You Don’t Gain Control with a Promotion
When I was a Senior Engineer, I thought if I moved into a Tech Lead role, I’d have more say and control over what the team did. When I was a Tech Lead, I thought if I moved into a Head of Engineering role, I’d have more say and control over what the department did. I’ve found myself to be wrong both times, and both times, it’s felt like I’ve had less say and less control than I thought I’d have.
As a Senior Engineer, I wanted things to be built and created a certain way, so moving into a Tech Lead position seemed like the logical way to do that. But once in that role, my problems became so much wider that I didn’t have the time to get into the details of how one thing was coded and created. Over time, as Tech Lead, I wanted things to be architectured and built a certain way, so moving into the Head of Engineering position seemed like the logical way to do that. But once in that role, my problems became so much wider that I didn’t have the time to get into the details of how architectures were built or created.

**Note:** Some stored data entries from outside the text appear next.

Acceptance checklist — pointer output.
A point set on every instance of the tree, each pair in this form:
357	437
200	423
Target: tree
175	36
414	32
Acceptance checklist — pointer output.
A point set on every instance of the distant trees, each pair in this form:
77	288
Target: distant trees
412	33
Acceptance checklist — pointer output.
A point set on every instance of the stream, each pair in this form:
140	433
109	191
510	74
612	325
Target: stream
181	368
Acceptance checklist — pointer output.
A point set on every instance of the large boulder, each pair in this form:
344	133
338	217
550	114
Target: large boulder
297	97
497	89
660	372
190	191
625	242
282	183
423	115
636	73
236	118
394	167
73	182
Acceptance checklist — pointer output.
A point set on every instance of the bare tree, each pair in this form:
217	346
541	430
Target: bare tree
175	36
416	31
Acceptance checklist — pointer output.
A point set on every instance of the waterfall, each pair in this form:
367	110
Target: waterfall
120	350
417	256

The point is that you can influence and solve the problems you have, right now, in the role you’ve already got. Maybe you’ll need permission, but you can get that if you need it. Getting promoted into a role doesn’t give you any power to fix the problems you had before because those are now someone else’s problems. When you’re promoted, you’ll be solving the problems of that role, not the role you’re in. You’ll be playing a different ballgame, in a whole other arena, that’ll make the problems of your previous role pale in comparison.